Cabiria

MOONWALKERS di Antoine Bardou-Jacquet #TFF33

Fermi tutti perchè MOONWALKERS è senza dubbio alcuno la commedia più folgorante del 2015. Potente, dissacrante, divertente, piena zeppa di situazioi e battute da rotolarsi sulla sedia. Antoine Bardou-Jacquet colpice in pieno il centro del bersaglio, centrando anche un cast che risulta perfetto.

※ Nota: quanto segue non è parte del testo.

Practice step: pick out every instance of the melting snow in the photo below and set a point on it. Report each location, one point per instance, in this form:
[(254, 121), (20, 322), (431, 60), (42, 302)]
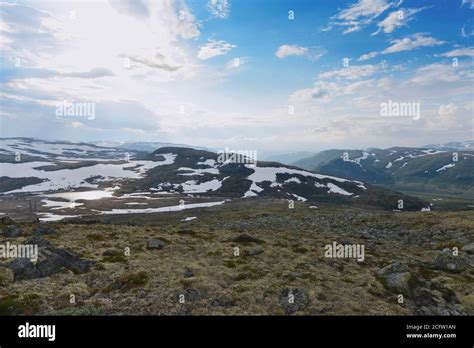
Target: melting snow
[(446, 167)]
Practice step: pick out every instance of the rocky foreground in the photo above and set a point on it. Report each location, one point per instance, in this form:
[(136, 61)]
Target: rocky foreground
[(250, 257)]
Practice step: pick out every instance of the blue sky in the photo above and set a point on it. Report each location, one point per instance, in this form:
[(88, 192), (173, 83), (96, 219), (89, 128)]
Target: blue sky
[(239, 74)]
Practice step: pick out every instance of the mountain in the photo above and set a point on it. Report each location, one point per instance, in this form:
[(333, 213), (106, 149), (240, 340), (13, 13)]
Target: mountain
[(143, 146), (69, 178), (456, 145), (401, 168), (287, 158), (32, 148)]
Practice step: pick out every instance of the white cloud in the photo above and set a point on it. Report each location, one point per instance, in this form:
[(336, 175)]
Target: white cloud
[(353, 72), (236, 63), (214, 48), (368, 56), (295, 50), (360, 14), (447, 109), (219, 8), (460, 52), (412, 42), (291, 50), (435, 73), (397, 19), (470, 3)]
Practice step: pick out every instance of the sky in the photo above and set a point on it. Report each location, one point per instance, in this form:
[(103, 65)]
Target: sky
[(265, 75)]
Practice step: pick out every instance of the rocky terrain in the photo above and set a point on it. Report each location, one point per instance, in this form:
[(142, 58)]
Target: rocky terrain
[(248, 257)]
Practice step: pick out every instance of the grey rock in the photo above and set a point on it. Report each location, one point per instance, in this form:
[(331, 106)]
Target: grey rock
[(44, 230), (469, 248), (292, 304), (6, 276), (192, 294), (245, 238), (12, 231), (449, 263), (50, 261), (254, 251), (397, 278), (155, 244)]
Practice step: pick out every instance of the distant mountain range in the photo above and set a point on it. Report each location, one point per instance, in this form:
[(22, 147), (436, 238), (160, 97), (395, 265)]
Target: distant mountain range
[(60, 166), (143, 146), (443, 168)]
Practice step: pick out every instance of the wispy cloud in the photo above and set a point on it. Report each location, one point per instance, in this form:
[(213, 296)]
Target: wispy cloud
[(359, 15), (219, 8), (295, 50), (214, 48), (460, 52), (353, 72), (412, 42), (397, 19)]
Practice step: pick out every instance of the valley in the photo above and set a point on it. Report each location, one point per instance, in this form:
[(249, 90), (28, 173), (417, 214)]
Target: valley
[(178, 232)]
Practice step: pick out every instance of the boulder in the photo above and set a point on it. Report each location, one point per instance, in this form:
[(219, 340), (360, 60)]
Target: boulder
[(397, 278), (12, 231), (155, 244), (469, 248), (446, 261), (244, 238), (293, 300), (44, 230), (50, 261)]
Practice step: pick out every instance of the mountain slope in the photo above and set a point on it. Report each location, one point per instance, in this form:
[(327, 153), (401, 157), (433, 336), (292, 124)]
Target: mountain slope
[(399, 167), (199, 172)]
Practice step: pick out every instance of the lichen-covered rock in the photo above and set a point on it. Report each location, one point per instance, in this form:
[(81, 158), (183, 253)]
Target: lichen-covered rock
[(397, 278), (446, 261), (12, 231), (155, 244), (293, 300)]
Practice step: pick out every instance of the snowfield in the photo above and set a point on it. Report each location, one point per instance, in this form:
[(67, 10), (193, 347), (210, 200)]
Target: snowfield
[(66, 178)]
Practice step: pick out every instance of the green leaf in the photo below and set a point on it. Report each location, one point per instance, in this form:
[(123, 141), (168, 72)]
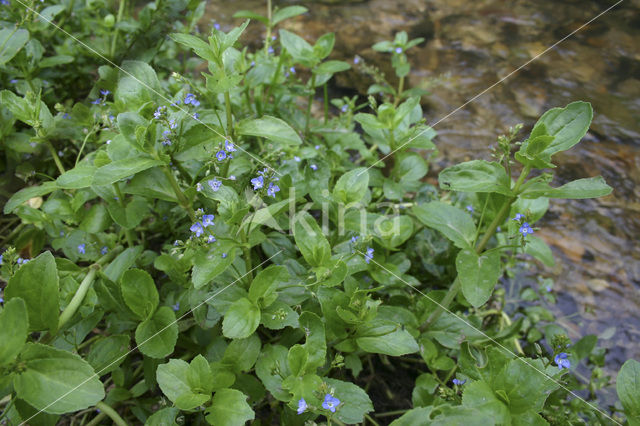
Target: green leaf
[(56, 381), (156, 337), (199, 46), (628, 388), (479, 395), (396, 343), (312, 244), (296, 46), (271, 128), (568, 125), (578, 189), (476, 176), (26, 194), (286, 13), (172, 378), (229, 408), (352, 186), (121, 169), (478, 274), (14, 326), (36, 283), (139, 293), (137, 85), (264, 285), (11, 42), (241, 320), (107, 354), (208, 265), (455, 224), (354, 401), (79, 177)]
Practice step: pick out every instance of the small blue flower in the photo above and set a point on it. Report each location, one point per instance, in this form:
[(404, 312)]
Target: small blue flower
[(330, 403), (302, 406), (197, 229), (273, 188), (369, 255), (191, 99), (525, 229), (215, 184), (562, 361), (257, 182), (207, 220)]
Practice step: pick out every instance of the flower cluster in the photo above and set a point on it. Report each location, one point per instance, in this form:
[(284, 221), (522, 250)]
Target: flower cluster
[(263, 177), (562, 361), (330, 403)]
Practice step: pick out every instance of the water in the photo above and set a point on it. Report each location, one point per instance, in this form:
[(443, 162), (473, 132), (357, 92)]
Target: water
[(472, 45)]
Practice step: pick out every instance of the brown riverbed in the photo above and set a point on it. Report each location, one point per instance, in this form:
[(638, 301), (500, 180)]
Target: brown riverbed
[(469, 46)]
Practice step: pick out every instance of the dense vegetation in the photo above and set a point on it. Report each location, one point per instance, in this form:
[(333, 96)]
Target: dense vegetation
[(195, 233)]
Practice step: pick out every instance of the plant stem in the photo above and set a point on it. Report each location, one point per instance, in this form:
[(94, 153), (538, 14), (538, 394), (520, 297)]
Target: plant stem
[(113, 414), (54, 154), (500, 218), (184, 202), (310, 102), (127, 232), (114, 41), (77, 299)]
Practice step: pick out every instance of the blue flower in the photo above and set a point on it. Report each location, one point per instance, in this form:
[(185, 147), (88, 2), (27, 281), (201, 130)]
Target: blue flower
[(525, 229), (257, 182), (197, 229), (562, 361), (215, 184), (302, 406), (191, 99), (207, 220), (369, 255), (330, 403), (273, 188)]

1969. Gli Stati Uniti sono pronti a mandare l’Apollo 11 sulla luna ma i test dicono che la missione ha poche probabilità di successo. Solo che non si può certo perdere la gara con l’URSS. E allora la Cia manda un reduce dal Vietnam in Inghilterra a parlare con Stanley Kubrick per convincerlo (con una valagna di soldi) a girare la scena dell’allunaggio, da tenere pronta in caso di necessità.

Qui però finisce in contatto con un agente casinista e truffatore, che si spaccia per l’agente di Kubrick, prende i soldi e scappa. La faccenda si complica, l’uomo della Cia lo rintraccia ma di mezzo c’è anche la mala locale. Insomma si troveranno a girare il film per uscirne vivi un gruppo di hippy sempre fatti, guidati da un regista fuori di testa.

Ne viene fuori un rutilante crogiuolo di situazioni esilaranti. Battute fulminanti, personaggi folli ed esagerati. Sui gioca con tutto, senza regole.

E dentro ci sono anche una serie di omaggi, da Tarantino a quelli espliciti, evidenti, dichiarati, allo stesso Kubrick. Centrato anche il cast da Rob Perlman (agente Cia ossessionato da allucinazioni di morti in Vietnam) a Rupert Grint a Robert Sheehan.